V2.2 Statistics, data and related guidance should be easily accessible to users. The needs of different types of users and potential users should be considered when determining ways of presenting and releasing the statistics and data.

T1.3 No action should be taken, nor public statement made, that might undermine confidence in the independence of the statistics when released.

T1.4 Statistics, data and explanatory material should be presented impartially and objectively.

T3.3 Access to statistics before their public release should be limited to those involved in the production of the statistics and the preparation of the release, and for quality assurance and operational purposes.

T3.4 The circulation of statistics in their final form ahead of their publication should be restricted to eligible recipients, in line with the rules and principles on pre-release access set out in legislation for the UK and devolved administrations. The details of those granted access should be recorded, together with clear justifications for access. No indication of the statistics should be made public and the statistics should not be given to any other party without prior permission for access.
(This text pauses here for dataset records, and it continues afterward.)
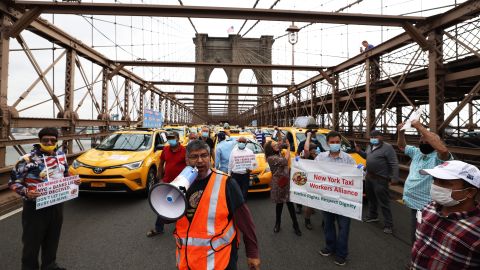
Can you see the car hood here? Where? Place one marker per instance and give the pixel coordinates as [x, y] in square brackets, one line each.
[102, 158]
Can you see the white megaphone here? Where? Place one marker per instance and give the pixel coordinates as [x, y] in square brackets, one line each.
[168, 200]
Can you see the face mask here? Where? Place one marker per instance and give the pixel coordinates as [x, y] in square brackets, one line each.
[48, 148]
[426, 148]
[443, 195]
[334, 147]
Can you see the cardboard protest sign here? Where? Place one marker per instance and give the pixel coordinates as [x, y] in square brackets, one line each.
[328, 186]
[243, 162]
[56, 191]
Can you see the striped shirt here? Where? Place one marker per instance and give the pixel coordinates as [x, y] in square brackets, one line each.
[342, 158]
[31, 169]
[416, 192]
[451, 242]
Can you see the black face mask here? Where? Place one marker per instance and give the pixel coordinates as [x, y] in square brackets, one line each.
[426, 148]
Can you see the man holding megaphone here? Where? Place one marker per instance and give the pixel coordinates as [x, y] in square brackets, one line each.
[172, 162]
[209, 212]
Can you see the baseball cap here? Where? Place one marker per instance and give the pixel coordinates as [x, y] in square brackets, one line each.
[455, 169]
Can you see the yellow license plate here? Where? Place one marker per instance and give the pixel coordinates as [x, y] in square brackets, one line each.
[98, 184]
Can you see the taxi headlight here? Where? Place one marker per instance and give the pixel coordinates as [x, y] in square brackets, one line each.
[76, 164]
[133, 165]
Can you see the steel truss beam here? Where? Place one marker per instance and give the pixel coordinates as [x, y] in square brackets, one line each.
[220, 94]
[218, 13]
[216, 65]
[462, 12]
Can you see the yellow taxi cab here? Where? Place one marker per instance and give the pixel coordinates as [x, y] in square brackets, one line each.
[295, 135]
[268, 132]
[182, 130]
[261, 176]
[126, 161]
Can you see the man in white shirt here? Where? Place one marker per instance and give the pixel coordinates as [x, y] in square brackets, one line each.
[235, 168]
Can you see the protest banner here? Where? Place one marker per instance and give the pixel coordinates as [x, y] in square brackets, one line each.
[328, 186]
[56, 191]
[244, 162]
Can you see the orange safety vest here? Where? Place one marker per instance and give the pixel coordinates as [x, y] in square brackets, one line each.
[205, 243]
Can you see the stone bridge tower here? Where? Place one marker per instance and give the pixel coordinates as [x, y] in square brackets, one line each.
[233, 49]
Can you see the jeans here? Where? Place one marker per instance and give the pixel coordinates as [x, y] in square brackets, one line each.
[377, 193]
[41, 230]
[413, 224]
[243, 181]
[336, 243]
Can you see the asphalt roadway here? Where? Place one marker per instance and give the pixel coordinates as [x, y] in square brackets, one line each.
[107, 231]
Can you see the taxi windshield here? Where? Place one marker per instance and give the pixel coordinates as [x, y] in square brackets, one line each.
[322, 138]
[126, 142]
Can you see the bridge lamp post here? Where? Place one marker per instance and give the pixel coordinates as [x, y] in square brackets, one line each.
[293, 39]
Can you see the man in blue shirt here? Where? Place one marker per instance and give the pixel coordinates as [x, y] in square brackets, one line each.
[336, 240]
[222, 152]
[260, 136]
[430, 153]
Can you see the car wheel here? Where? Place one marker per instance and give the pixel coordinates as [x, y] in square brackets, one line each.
[151, 178]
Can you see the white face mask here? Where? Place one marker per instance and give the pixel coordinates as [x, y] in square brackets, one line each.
[443, 195]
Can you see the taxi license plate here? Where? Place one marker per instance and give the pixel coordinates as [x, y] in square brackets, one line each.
[98, 184]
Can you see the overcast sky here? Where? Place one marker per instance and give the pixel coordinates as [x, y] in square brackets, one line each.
[170, 39]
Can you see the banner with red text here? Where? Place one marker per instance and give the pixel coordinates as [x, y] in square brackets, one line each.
[328, 186]
[56, 191]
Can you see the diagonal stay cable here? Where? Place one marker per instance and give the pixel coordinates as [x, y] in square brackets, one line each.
[254, 6]
[255, 24]
[337, 11]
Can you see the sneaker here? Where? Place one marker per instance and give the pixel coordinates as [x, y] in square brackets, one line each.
[325, 252]
[340, 261]
[370, 220]
[308, 225]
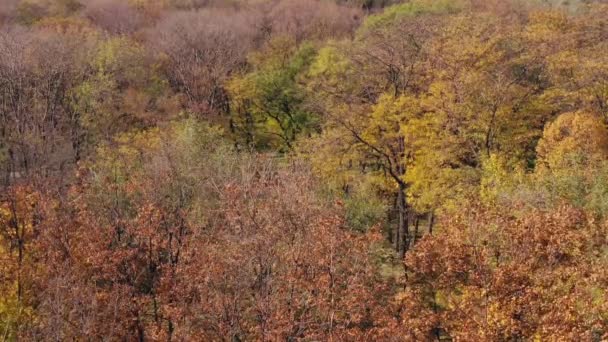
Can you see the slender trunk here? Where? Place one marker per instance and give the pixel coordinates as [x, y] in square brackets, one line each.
[416, 226]
[403, 227]
[396, 230]
[431, 222]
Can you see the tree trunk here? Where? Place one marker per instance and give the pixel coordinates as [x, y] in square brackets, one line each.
[403, 227]
[416, 225]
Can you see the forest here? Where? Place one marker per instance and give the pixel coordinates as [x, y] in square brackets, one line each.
[303, 170]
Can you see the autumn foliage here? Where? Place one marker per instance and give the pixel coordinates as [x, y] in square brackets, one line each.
[303, 170]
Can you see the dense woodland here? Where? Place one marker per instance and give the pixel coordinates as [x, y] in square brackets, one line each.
[303, 170]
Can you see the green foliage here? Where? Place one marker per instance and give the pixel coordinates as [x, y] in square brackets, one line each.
[393, 14]
[268, 109]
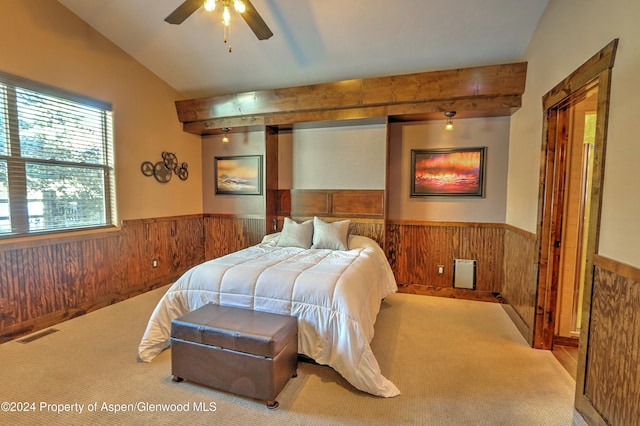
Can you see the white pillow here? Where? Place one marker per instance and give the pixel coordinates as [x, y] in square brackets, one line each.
[296, 234]
[330, 235]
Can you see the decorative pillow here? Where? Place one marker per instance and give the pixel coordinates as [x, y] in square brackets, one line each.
[330, 235]
[296, 234]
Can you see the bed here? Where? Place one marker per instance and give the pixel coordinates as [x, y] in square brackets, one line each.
[334, 288]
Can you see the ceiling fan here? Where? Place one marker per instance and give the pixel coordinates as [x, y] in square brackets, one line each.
[250, 15]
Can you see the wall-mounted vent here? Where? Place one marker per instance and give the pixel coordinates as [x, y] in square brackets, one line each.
[37, 336]
[464, 274]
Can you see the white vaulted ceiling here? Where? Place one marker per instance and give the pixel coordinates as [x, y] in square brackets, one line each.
[314, 41]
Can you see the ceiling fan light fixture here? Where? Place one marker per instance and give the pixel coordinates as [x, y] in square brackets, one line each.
[210, 5]
[240, 6]
[225, 134]
[449, 115]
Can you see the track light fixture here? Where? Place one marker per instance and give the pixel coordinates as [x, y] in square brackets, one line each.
[449, 115]
[225, 132]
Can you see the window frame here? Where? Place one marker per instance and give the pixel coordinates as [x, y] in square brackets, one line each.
[17, 165]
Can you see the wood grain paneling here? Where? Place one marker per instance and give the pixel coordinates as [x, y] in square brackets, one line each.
[416, 249]
[519, 288]
[225, 234]
[612, 377]
[53, 280]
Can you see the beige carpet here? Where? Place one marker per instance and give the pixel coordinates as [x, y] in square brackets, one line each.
[456, 362]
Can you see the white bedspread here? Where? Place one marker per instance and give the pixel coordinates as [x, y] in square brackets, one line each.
[336, 296]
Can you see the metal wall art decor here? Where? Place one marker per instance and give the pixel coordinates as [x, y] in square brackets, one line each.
[164, 169]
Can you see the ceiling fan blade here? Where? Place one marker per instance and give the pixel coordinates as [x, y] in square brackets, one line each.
[255, 22]
[183, 11]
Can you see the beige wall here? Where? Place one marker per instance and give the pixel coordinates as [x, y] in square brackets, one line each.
[570, 32]
[43, 41]
[492, 133]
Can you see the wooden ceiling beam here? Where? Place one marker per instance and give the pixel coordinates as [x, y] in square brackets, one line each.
[483, 91]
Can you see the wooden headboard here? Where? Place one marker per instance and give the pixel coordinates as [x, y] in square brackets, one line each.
[363, 207]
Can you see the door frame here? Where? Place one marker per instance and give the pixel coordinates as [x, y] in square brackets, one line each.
[596, 70]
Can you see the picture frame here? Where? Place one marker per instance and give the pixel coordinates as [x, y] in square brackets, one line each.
[238, 175]
[448, 172]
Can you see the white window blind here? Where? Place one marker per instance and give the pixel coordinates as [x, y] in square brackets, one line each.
[56, 160]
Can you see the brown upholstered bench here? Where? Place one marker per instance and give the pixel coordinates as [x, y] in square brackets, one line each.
[245, 352]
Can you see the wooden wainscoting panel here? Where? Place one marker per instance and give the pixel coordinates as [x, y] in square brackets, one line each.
[416, 249]
[368, 228]
[57, 279]
[612, 381]
[225, 234]
[519, 287]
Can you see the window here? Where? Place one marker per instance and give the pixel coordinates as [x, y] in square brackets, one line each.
[56, 160]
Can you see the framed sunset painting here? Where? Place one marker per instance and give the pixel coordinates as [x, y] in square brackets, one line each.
[447, 172]
[239, 175]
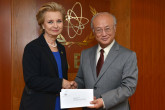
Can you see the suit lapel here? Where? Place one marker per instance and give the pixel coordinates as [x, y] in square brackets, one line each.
[109, 59]
[92, 56]
[61, 51]
[48, 53]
The list of recipients should be reviewed regularly and kept to a minimum.

T3.5 Statistics and data should be released on a timely basis and at intervals that meet the needs of users as far as practicable. The statistics should be released as soon as they are considered ready, under the guidance of the Chief Statistician/Head of Profession for Statistics.

T3.6 Statistics should be released to all users at 9.30am on a weekday.

T3.8 Policy, press or ministerial statements referring to regular or ad hoc official statistics should be issued separately from, and contain a prominent link to, the source statistics. The statements should meet basic professional standards of statistical presentation, including accuracy, clarity and impartiality.